The demand for care coordination services is likely to increase in the near future, due to the shift in the U.S. healthcare delivery system from volume-based to value-based reimbursement, the aging Baby Boomer population, and the increasing prevalence of chronic diseases. At the same time, the supply of primary care providers is insufficient to meet current demand, much less this greater future demand. This second installment in a five-part series on the valuation of care coordination services reviews the demand for, and supply of, care coordination services.
Demand for Care Coordination Services
As noted in the first installment in this series, the U.S. healthcare delivery system is shifting from volume-based to value-based reimbursement, which requires providers to work together to reduce cost and increase quality, drives demand for care coordination services. In fact, care coordination to prevent fragmentation is a sine qua non of value-based payment models such as accountable care organizations (ACOs).1 Some of the “low hanging fruit” for providers seeking to streamline costs and improve quality may be focusing on providing higher-quality, cost-effective care to elderly patients and patients with one or more chronic diseases. For example, a 2015 study found that inadequate care coordination may increase the average costs of chronic disease management by over $4,500 over three years with no improvements in the quality of care.2 More and more value-based reimbursement models are requiring care coordination in order to achieve financial rewards (e.g., by avoiding underpayments due to more readmissions and higher costs due to preventable system utilization), especially for episode-based payments.3 Consequently, care coordination services have emerged as a critical infrastructure component, bridging the gaps between primary care providers, specialists, hospitals, post-acute care facilities, and community-based organizations. Healthcare providers increasingly rely on dedicated care coordinators, nurse navigators, and interdisciplinary care teams to manage complex patient populations, reduce readmissions, improve medication adherence, and ensure seamless transitions across care settings.

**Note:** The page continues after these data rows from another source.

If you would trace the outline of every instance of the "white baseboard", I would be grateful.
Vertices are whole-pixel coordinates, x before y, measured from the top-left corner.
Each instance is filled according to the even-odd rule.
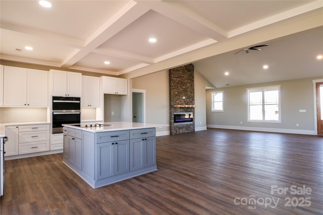
[[[299,134],[316,135],[314,130],[292,129],[286,128],[265,128],[261,127],[236,126],[232,125],[206,125],[206,127],[213,128],[223,128],[235,130],[252,130],[254,131],[273,132],[277,133],[297,133]]]
[[[5,161],[11,160],[20,159],[21,158],[31,158],[32,157],[42,156],[43,155],[52,155],[53,154],[62,153],[63,150],[47,151],[45,152],[36,152],[35,153],[24,154],[23,155],[13,155],[5,157]],[[62,157],[63,159],[63,157]]]
[[[165,131],[158,131],[156,132],[156,136],[165,136],[166,135],[170,135],[170,132],[169,130]]]
[[[207,129],[207,128],[206,127],[206,126],[195,127],[195,131],[198,131],[200,130],[204,130]]]

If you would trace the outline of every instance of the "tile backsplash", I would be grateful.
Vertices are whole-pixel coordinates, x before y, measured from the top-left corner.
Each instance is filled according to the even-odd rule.
[[[0,108],[0,124],[47,121],[47,108]]]
[[[95,108],[82,108],[81,118],[82,121],[95,120],[96,115],[96,109]]]

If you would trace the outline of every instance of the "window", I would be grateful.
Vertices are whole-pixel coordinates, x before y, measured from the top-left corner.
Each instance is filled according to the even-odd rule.
[[[223,112],[223,91],[212,92],[212,111]]]
[[[248,121],[281,122],[280,86],[247,89]]]

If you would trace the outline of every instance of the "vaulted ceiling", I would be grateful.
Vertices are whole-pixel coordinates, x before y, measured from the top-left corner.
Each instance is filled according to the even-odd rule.
[[[50,2],[0,1],[2,59],[130,78],[193,63],[216,87],[323,74],[320,0]]]

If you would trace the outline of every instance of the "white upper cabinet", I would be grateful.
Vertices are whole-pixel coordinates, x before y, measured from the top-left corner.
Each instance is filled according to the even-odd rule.
[[[98,77],[82,76],[81,104],[82,107],[99,107],[99,83]]]
[[[102,76],[103,92],[105,94],[127,95],[127,79]]]
[[[48,106],[48,72],[5,66],[4,106]]]
[[[4,104],[4,66],[0,65],[0,106]]]
[[[80,97],[82,94],[82,74],[50,70],[52,95]]]
[[[27,101],[33,106],[48,106],[48,71],[27,69]]]

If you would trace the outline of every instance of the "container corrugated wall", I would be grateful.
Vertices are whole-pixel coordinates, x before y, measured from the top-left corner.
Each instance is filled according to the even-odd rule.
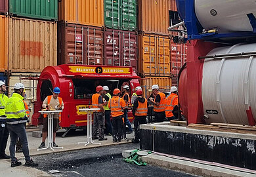
[[[171,87],[171,79],[169,77],[145,77],[140,79],[139,82],[147,98],[152,93],[151,87],[153,85],[158,85],[160,89],[169,90]]]
[[[137,1],[104,1],[104,22],[107,28],[135,31],[137,26]]]
[[[10,18],[9,70],[39,73],[57,64],[56,22]]]
[[[139,31],[168,34],[169,0],[138,1],[138,28]]]
[[[58,0],[10,0],[9,13],[22,17],[58,20]]]
[[[8,18],[0,15],[0,72],[8,69]]]
[[[171,76],[170,37],[140,34],[138,37],[139,73]]]
[[[102,28],[61,23],[58,31],[58,64],[103,64]]]
[[[134,31],[104,31],[104,62],[106,66],[132,66],[138,73],[137,35]]]
[[[103,0],[62,0],[58,3],[58,20],[102,27]]]
[[[173,11],[178,11],[176,6],[176,0],[169,0],[168,10]]]
[[[9,0],[0,0],[0,13],[8,13],[8,2]]]
[[[178,77],[179,72],[186,62],[188,47],[184,43],[175,43],[171,41],[171,75]]]

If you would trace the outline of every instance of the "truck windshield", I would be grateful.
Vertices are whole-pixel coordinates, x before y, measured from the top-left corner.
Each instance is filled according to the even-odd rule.
[[[121,89],[122,83],[127,83],[127,79],[72,79],[74,89],[75,99],[91,99],[93,94],[96,92],[95,89],[98,85],[106,85],[110,89],[110,93],[112,95],[114,89],[118,88]]]

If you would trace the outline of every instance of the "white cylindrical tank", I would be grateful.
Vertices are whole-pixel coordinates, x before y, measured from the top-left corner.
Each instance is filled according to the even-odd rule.
[[[256,52],[255,43],[216,48],[207,56],[249,52]],[[205,59],[202,97],[207,124],[248,125],[249,107],[256,118],[256,56]]]
[[[255,0],[194,0],[196,16],[205,30],[220,33],[253,31],[247,14],[256,16]]]

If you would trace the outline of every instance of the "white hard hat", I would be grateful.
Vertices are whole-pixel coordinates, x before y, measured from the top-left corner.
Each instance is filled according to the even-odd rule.
[[[178,88],[175,86],[173,86],[171,87],[171,92],[174,92],[178,90]]]
[[[103,86],[103,90],[110,90],[109,88],[108,88],[108,86]]]
[[[5,85],[5,83],[2,81],[0,81],[0,87],[2,86],[3,85]]]
[[[158,85],[157,85],[157,84],[153,85],[152,87],[152,90],[154,90],[154,89],[159,89]]]
[[[123,86],[123,89],[127,89],[127,90],[129,90],[129,86],[128,85],[124,85],[124,86]]]
[[[142,90],[142,88],[138,86],[135,88],[135,90]]]
[[[24,85],[20,83],[16,83],[14,84],[14,89],[25,88]]]

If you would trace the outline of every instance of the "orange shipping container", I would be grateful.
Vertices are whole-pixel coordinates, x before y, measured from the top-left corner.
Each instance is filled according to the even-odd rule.
[[[8,18],[0,15],[0,72],[8,67]]]
[[[145,77],[140,79],[139,82],[146,98],[151,94],[153,85],[158,85],[160,91],[169,91],[172,86],[171,79],[169,77]]]
[[[57,64],[56,22],[10,18],[9,70],[40,73]]]
[[[58,20],[102,27],[103,0],[62,0],[58,2]]]
[[[168,34],[169,0],[138,1],[139,31]]]
[[[167,35],[139,35],[139,72],[140,75],[171,75],[170,41]]]

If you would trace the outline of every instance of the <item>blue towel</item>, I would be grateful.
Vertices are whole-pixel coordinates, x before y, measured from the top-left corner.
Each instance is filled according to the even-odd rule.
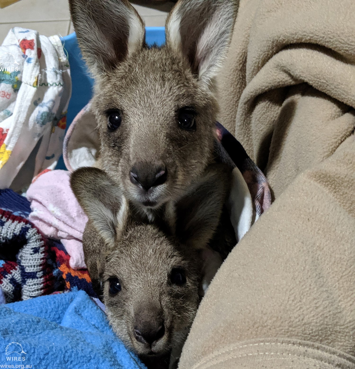
[[[83,291],[0,305],[0,365],[32,365],[37,369],[145,368]]]

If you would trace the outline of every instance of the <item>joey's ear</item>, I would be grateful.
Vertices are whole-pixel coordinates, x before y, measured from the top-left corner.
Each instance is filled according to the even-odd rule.
[[[207,85],[227,54],[237,10],[237,0],[180,0],[166,20],[167,45]]]
[[[183,243],[204,249],[218,226],[231,187],[230,170],[212,164],[201,179],[180,199],[176,206],[176,234]]]
[[[123,233],[128,204],[106,173],[97,168],[80,168],[72,174],[75,197],[100,236],[108,244]]]
[[[69,0],[84,59],[94,76],[142,48],[144,23],[128,0]]]

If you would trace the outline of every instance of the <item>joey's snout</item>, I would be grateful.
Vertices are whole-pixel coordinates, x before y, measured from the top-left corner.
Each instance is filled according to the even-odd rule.
[[[137,324],[134,330],[135,339],[141,343],[151,346],[164,335],[165,328],[164,322],[159,319]]]
[[[131,169],[130,179],[136,187],[141,202],[148,206],[154,204],[157,194],[155,193],[168,179],[168,169],[162,162],[136,162]],[[146,203],[145,204],[145,203]]]
[[[157,354],[165,351],[167,330],[160,309],[146,309],[135,315],[132,339],[139,352]]]

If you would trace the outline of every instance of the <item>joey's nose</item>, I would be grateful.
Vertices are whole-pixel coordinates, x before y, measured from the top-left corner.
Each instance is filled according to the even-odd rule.
[[[148,191],[153,186],[162,184],[166,180],[168,171],[162,163],[136,163],[131,169],[131,182]]]
[[[134,327],[134,333],[135,339],[143,344],[151,346],[161,338],[165,332],[162,321],[145,322]]]

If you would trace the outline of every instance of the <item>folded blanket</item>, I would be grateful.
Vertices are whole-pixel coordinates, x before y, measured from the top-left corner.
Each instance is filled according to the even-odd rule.
[[[55,166],[71,89],[58,36],[10,30],[0,46],[0,188],[21,190]]]
[[[179,369],[353,368],[355,2],[239,4],[220,118],[275,200],[216,275]]]
[[[1,363],[45,369],[145,368],[83,291],[1,305],[0,320]]]

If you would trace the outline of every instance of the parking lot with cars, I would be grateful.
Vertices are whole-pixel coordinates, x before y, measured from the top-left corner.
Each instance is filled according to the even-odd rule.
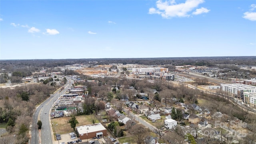
[[[74,135],[75,135],[74,136]],[[100,144],[100,142],[106,142],[105,140],[102,138],[100,138],[99,139],[92,139],[90,138],[87,140],[80,140],[79,138],[77,138],[75,136],[75,134],[74,132],[71,132],[69,134],[60,134],[59,135],[60,137],[61,138],[61,139],[59,139],[58,140],[57,140],[55,141],[55,144],[61,144],[62,142],[64,142],[65,144],[92,144],[94,143],[90,143],[90,141],[93,141],[94,144]]]

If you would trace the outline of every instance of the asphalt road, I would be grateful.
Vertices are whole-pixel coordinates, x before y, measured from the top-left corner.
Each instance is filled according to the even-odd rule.
[[[123,110],[124,110],[126,111],[127,111],[128,110],[126,109],[125,108],[123,108]],[[132,117],[134,118],[136,121],[138,121],[138,122],[142,124],[143,126],[149,128],[151,130],[154,132],[155,130],[157,129],[156,128],[152,126],[151,124],[146,122],[145,120],[141,118],[139,116],[138,116],[135,114],[134,114],[133,113],[130,112],[129,115],[130,116],[132,116]]]
[[[52,140],[54,140],[53,137],[54,136],[52,134],[50,123],[50,114],[52,106],[53,105],[54,102],[60,97],[60,95],[64,94],[68,88],[72,86],[72,84],[73,83],[72,80],[68,79],[67,84],[65,85],[65,88],[63,90],[60,92],[57,92],[51,95],[48,99],[43,102],[36,109],[33,116],[33,120],[31,127],[31,144],[52,144]],[[42,124],[40,140],[37,124],[39,120],[40,120]]]

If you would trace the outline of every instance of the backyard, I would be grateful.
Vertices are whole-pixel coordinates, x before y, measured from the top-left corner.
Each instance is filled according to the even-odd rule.
[[[73,128],[70,126],[70,124],[67,122],[71,118],[71,117],[65,117],[52,119],[51,120],[53,132],[61,134],[74,132]],[[77,124],[76,126],[92,124],[93,118],[96,120],[95,123],[100,122],[92,114],[76,116],[76,118],[78,122],[78,124]]]

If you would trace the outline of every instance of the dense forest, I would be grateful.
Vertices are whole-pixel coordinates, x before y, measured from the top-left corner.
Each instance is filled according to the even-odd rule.
[[[217,64],[228,64],[255,66],[256,56],[1,60],[0,68],[2,71],[13,71],[16,69],[24,68],[36,71],[40,67],[52,68],[76,64],[90,64],[96,61],[97,62],[97,64],[122,63],[149,65],[191,64],[213,66]]]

In addition to the shift to value-based care, the demand for care coordination services – driven by the demand for healthcare services generally – is expected to rise with the aging American population, particularly the Baby Boomer cohort.4 By 2030, 20% of the U.S. population will be age 65 and older.5 The growing elderly patient population utilizes a greater proportion of (and expenditures related to) medical services relative to the rest of the general population,6 and as such may comprise an outsized portion of the patient population in future years. Notably, older adults are also more likely to suffer from chronic diseases.7
Demand for care coordination services is also likely to increase in the near future due to the increasing prevalence of chronic diseases, which are the leading cause of illness, disability, and death in the U.S.8 The prevalence of chronic disease (e.g., heart disease, cancer, diabetes, obesity, hypertension) nationwide has been on the rise, with approximately 129 million Americans suffering from at least one chronic disease, 42% having two or more chronic diseases, and 12% having five or more.9 Among older adults, approximately 95% have at least one chronic disease, and nearly 80% have at least two.10 The prevalence of these various chronic diseases are set forth below in Table 1.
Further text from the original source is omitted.